Good news for those still steaming over the indefensible no-call that kept the Saints from this year’s Super Bowl. Orleans Parish Civil District Court Judge Nicole Sheppard on Monday said NFL Commissioner Roger Goodell and three referees will have to answer questions under oath about the blown call in this year’s NFC Championship Game against the Los Angeles Rams. And just to rub salt in the wounds of Goodell and the refs, Sheppard’s ordering them to come to the belly of the beast, New Orleans, to testify in person in September.
Lest you think Sheppard’s some rogue judge enacting revenge on a league that done her team wrong, her ruling was unanimously upheld by the Louisiana 4th Circuit Court of Appeals. The NFL can still appeal the call for depositions to the Louisiana Supreme Court.
Self-proclaimed Saints super-fan and attorney Tony LeMon is bringing the suit. LeMon, whose home is littered with Saints memorabilia, says four of the seven officials working the NFC game were from the Los Angeles area. He hopes to prove fraud.
“We believe that some of the officials that were from the Los Angeles area; we believe we can introduce evidence that they had purposely not called a penalty. That’s based upon circumstantial evidence, but that is the way you prove intent even in a criminal case,” LeMon told WVUE-TV.
But NFL attorney Gladstone Jones says there’s no evidence of fraud, only evidence of disappointed fans.
Proving the refs blew the call intentionally because of their hometown will not be easy. Maybe LeMon’s hoping for a Jack Nicholson moment like in “A Few Good Men,” where Goodell breaks down on the stand under pressure and emotionally blurts out, “You want the truth. You can’t handle the truth! You’re damn right I ordered the no-call!”
But short of a Hollywood, Perry Mason-type confession from Goodell, blown calls happen all the time in sports. How is this one any different?
“I believe there is (fraud); the evidence will speak for itself. You can’t look into their brain, but you can look at circumstantial evidence,” LeMon said.
But what if every team sued after a ref made a mistake and got a call wrong? Why stop with football? Why not sue when a ball is called a strike in baseball? Or when a three-pointer is counted for two in basketball? Maybe teams should have a bevy of lawyers on the sidelines sniffing and seeking out any calls deemed actionable.
Referees could each have personal attorneys on hand in case they make a wrong call and find themselves served papers after the game.
Louisiana is the murder capital of the nation, and our auto insurance rates are thousands of dollars higher per year than many states.
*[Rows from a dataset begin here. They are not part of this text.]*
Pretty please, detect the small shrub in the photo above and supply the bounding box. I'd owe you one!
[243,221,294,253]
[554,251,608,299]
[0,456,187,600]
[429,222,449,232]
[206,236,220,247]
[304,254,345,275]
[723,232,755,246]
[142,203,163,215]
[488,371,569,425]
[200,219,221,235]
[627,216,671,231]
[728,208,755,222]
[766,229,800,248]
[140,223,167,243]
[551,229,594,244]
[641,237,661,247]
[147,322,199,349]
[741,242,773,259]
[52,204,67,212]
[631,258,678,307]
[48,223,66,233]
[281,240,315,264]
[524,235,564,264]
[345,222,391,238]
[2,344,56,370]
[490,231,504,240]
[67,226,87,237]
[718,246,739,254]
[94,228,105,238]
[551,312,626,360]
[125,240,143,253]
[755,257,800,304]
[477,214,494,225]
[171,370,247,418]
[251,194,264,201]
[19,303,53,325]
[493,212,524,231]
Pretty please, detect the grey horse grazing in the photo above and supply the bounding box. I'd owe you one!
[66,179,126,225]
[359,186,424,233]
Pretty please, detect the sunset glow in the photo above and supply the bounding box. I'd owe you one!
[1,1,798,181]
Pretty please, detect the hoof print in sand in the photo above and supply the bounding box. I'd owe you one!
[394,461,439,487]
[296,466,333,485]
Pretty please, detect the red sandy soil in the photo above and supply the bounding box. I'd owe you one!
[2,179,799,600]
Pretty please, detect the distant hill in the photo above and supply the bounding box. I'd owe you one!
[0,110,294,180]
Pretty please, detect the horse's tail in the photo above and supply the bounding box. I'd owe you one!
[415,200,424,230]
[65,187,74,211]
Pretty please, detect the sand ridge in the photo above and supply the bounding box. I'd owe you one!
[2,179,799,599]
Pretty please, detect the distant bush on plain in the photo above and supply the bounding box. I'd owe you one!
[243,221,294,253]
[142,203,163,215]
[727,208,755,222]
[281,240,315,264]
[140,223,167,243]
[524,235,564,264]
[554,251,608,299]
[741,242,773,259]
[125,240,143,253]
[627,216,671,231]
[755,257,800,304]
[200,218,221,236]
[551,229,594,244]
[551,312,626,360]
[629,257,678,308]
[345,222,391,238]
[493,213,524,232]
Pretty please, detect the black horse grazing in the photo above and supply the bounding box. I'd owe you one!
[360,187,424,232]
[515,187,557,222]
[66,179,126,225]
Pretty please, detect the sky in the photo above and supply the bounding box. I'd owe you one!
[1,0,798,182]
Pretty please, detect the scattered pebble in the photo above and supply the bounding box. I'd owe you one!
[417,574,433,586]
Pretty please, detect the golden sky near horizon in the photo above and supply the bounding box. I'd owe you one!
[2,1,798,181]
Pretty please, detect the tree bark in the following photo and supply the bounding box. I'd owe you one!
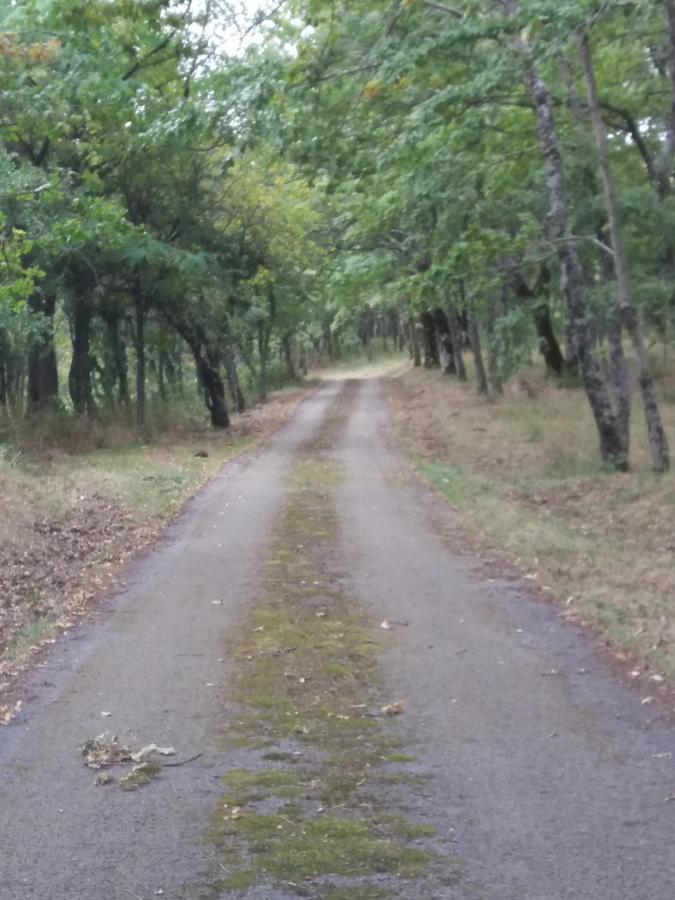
[28,292,59,410]
[606,313,631,459]
[224,347,246,413]
[299,343,308,376]
[657,1,675,199]
[410,320,422,368]
[421,311,439,368]
[257,320,269,400]
[195,351,229,428]
[464,291,488,394]
[68,284,96,417]
[446,302,467,381]
[486,293,503,395]
[533,304,565,375]
[132,280,147,435]
[501,0,626,468]
[580,31,669,472]
[282,335,296,380]
[433,309,456,375]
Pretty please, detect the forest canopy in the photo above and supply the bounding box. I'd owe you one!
[3,0,675,471]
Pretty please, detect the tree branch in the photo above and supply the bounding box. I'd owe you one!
[423,0,463,18]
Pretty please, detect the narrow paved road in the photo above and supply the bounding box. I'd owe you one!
[2,378,675,899]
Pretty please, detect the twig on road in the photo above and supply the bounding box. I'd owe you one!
[162,752,203,768]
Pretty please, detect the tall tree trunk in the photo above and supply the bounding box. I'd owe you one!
[606,313,631,459]
[465,292,488,394]
[486,293,503,395]
[224,347,246,413]
[658,1,675,199]
[580,32,669,472]
[282,335,296,380]
[258,321,269,400]
[68,286,96,417]
[28,292,59,410]
[421,311,439,368]
[446,302,467,381]
[195,351,229,428]
[533,304,565,375]
[299,343,308,376]
[158,349,168,403]
[410,320,422,368]
[132,280,147,435]
[433,309,456,375]
[0,358,7,411]
[501,0,625,468]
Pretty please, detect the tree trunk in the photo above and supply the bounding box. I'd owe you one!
[195,352,229,428]
[421,311,439,368]
[258,320,268,400]
[158,349,168,403]
[580,32,669,472]
[533,304,565,375]
[0,358,7,410]
[282,335,296,381]
[224,347,246,413]
[68,286,96,417]
[28,292,59,410]
[465,295,488,394]
[606,313,631,459]
[658,1,675,199]
[132,280,147,435]
[485,293,503,395]
[501,0,626,468]
[446,302,467,381]
[410,320,422,368]
[299,343,308,376]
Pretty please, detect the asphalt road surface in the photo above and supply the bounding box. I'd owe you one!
[2,378,675,899]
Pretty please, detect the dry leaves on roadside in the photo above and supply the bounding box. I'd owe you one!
[0,700,22,725]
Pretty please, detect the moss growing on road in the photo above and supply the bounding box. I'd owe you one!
[205,388,452,897]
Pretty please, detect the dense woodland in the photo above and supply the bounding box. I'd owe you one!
[2,0,675,470]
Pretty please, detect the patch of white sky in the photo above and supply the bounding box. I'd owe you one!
[192,0,295,58]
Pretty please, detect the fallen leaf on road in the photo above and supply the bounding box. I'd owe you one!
[381,701,405,716]
[95,772,114,786]
[130,744,176,763]
[100,711,112,717]
[119,761,161,791]
[641,697,654,705]
[380,619,409,630]
[0,700,22,725]
[81,733,132,768]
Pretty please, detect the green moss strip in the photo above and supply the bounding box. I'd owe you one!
[205,396,450,897]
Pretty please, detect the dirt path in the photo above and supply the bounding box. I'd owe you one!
[2,378,675,899]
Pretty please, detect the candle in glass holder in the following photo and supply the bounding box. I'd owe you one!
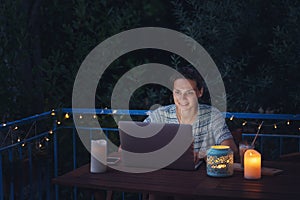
[206,145,234,177]
[244,149,261,179]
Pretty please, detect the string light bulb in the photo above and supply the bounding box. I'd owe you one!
[57,121,61,125]
[49,130,53,134]
[79,115,83,119]
[93,115,97,119]
[229,115,234,121]
[287,120,290,125]
[242,121,247,126]
[258,122,263,130]
[65,113,70,119]
[17,137,21,142]
[274,124,277,129]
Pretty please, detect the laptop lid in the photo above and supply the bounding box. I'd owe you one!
[118,121,201,171]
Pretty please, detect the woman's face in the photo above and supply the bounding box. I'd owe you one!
[173,78,203,112]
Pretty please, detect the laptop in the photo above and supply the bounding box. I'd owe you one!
[118,121,203,171]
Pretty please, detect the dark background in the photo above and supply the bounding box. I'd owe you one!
[1,0,300,121]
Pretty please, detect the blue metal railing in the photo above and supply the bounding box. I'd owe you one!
[0,111,55,200]
[0,108,300,200]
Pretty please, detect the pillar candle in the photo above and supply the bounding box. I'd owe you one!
[90,139,107,173]
[244,149,261,179]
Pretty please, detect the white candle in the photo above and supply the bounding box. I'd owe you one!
[244,149,261,179]
[90,139,107,173]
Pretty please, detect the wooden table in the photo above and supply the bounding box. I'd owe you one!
[52,161,300,200]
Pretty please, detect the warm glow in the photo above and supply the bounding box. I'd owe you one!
[65,113,70,119]
[211,164,227,169]
[211,145,230,149]
[244,149,261,179]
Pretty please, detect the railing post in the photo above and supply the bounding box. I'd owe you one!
[72,127,77,200]
[8,149,14,200]
[279,137,283,156]
[260,136,263,156]
[52,117,59,200]
[28,143,33,200]
[18,145,24,200]
[299,137,300,152]
[72,127,77,169]
[0,154,3,200]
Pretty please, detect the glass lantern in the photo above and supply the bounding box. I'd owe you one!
[206,145,234,177]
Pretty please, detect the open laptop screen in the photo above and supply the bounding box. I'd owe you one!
[118,121,201,171]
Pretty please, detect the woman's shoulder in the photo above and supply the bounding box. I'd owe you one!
[199,104,223,115]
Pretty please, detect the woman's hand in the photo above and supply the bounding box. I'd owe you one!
[194,152,200,163]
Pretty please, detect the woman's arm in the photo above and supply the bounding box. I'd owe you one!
[221,138,239,159]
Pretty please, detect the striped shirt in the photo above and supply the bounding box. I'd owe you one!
[144,104,233,152]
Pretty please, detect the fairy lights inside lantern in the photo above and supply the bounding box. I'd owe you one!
[206,145,234,177]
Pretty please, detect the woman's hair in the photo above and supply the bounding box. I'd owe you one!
[170,66,204,89]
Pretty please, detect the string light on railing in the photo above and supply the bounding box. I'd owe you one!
[79,115,83,119]
[93,115,97,119]
[45,137,50,142]
[226,112,300,131]
[51,109,55,116]
[14,126,18,130]
[22,143,26,147]
[49,130,53,134]
[17,137,21,142]
[57,121,61,125]
[64,113,70,119]
[2,123,6,127]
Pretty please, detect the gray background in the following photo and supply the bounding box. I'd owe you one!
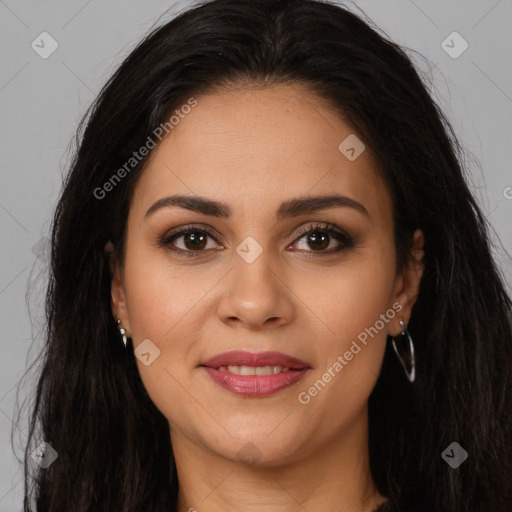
[1,1,511,509]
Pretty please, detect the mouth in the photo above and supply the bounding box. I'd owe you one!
[199,350,311,397]
[213,365,292,375]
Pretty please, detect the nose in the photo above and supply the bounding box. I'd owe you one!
[216,248,296,331]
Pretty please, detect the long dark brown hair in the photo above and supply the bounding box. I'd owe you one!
[16,0,512,510]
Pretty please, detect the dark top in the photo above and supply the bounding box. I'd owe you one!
[373,501,400,512]
[373,500,425,512]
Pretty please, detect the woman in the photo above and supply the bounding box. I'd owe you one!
[19,0,512,511]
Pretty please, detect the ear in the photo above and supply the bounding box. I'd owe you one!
[390,229,425,336]
[106,241,131,335]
Louisiana has been described by pro-business groups as a judicial hellhole. Our courts are overcrowded, and many cases are plea-bargained down to lighter sentences. Now we’re using the courts to embarrass the NFL because a couple of refs blew a call?
Admittedly, NFL brass is hard to like these days, especially after they looked the other way as millionaire athletes disrespected our flag for several weeks while kneeling during the national anthem. It’s the same league that refused the Dallas Cowboys’ request to put a simple sticker on helmets honoring five police officers shot to death in their city while protecting Black Lives Matter protesters. It’s the same league that said nothing when former quarterback Colin Kaepernick wore socks during practice depicting police as pigs.
Saints fans may enjoy watching Goodell and the refs squirm trying to explain how they blew such an easy and obvious call. But that will be the end of it. This lawsuit is about one thing and one thing only — embarrassing and humiliating Goodell and the refs that blew the call. Regardless of how much Saints’ fans want to rub the noses of Goodell and the refs in it, this is hardly a good use of the limited resources of the state’s court system.